While some lawmakers have said Congress should return after the election to approve a stimulus bill, Pelosi said in an interview with The Associated Press last week that such a bill probably won't be considered until next year.

Most economists interviewed this week think a stimulus is necessary as the economy is expected to soon enter, if it hasn't already, a broad slowdown that has been made worse by the financial crisis and a sharp cutback in consumer spending.

Bethune forecasts that consumer spending will drop by 3.5 percent in the third quarter, the first quarterly decline in 17 years and the steepest drop since 1980.

Households likely will continue to cut back as the declining stock market has wiped out more than $8 trillion in household wealth, on top of the $1 trillion decline in home values, according to a report by Merrill Lynch economist David Rosenberg.

The recession could send the unemployment rate as high as 8.5 percent, Rosenberg wrote, up from its current level of 6.1 percent.

Such forecasts mean that any stimulus package should have a rapid and widespread impact, economists said.

Supporters of infrastructure spending argue that many transportation projects suspended due to a lack of funding could be quickly restarted. Many state and local governments have had to put such projects on hold as tax revenues have dwindled.

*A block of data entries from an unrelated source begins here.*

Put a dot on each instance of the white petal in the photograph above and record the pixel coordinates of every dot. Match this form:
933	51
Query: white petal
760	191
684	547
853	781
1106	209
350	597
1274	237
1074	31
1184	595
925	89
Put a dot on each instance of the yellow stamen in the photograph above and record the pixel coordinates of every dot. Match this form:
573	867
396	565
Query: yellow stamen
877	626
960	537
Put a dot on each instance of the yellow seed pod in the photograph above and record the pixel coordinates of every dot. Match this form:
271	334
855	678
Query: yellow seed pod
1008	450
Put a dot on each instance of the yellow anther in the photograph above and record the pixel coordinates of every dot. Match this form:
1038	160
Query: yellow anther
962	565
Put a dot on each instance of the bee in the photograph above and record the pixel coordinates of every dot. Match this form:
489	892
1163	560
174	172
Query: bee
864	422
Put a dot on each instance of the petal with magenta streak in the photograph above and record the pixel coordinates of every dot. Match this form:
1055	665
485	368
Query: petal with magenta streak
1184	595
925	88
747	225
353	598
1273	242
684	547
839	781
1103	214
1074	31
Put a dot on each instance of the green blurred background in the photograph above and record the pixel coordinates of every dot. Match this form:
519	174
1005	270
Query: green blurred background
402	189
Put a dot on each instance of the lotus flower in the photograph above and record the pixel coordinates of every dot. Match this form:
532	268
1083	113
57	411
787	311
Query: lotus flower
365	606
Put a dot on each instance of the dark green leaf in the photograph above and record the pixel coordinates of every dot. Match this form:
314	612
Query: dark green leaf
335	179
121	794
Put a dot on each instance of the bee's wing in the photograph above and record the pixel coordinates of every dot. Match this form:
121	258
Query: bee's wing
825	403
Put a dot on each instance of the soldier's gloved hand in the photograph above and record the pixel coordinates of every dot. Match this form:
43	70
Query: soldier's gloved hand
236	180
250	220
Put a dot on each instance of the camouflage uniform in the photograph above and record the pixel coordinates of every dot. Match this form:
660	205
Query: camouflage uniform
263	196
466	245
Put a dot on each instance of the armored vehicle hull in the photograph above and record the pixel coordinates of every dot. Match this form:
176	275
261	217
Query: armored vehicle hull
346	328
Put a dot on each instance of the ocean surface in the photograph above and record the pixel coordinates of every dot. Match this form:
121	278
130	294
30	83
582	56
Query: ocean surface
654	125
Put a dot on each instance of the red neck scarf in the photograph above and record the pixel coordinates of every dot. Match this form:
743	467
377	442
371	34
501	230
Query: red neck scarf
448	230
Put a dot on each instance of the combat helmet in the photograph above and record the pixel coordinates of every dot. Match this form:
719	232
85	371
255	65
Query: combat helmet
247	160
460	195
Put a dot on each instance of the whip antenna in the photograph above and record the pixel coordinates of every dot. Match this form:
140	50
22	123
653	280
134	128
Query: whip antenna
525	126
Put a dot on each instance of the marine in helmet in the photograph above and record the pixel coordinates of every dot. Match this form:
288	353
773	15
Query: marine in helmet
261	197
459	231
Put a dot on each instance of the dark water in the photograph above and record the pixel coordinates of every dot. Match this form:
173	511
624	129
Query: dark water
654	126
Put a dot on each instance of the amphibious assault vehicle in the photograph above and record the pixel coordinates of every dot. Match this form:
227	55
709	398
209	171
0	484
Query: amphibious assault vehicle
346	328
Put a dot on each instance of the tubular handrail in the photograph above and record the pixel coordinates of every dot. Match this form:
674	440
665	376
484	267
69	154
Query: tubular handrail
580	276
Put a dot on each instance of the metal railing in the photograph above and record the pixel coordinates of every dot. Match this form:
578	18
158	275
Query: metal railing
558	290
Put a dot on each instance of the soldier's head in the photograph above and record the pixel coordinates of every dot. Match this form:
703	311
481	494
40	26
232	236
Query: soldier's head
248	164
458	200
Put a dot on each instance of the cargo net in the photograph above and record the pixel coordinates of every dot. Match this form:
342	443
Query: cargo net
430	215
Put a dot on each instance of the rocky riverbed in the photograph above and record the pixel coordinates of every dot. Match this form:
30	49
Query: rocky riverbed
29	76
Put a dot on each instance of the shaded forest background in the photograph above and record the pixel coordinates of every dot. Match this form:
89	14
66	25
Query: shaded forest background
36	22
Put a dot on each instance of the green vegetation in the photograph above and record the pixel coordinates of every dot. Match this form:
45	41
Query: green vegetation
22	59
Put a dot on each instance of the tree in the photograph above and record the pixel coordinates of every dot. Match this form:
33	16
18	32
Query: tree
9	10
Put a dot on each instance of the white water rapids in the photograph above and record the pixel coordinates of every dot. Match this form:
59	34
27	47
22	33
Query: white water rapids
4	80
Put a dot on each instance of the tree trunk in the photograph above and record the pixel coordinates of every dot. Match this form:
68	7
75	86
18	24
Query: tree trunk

The American Association of State Highway and Transportation Officials estimates that 3,000 highway projects could begin within 30 to 90 days of receiving funding.

But some economists remain unconvinced a large stimulus is needed, given that the federal deficit is expected to increase sharply due to the $700 billion financial bailout approved earlier this month.

"I don't think we need a stimulus package — certainly not (as big as) $300 billion," said Allan Meltzer, an economist at Carnegie Mellon University.

At most, the government should address the excess supply of housing, Meltzer said, by providing a tax credit for anyone making a down payment on a house.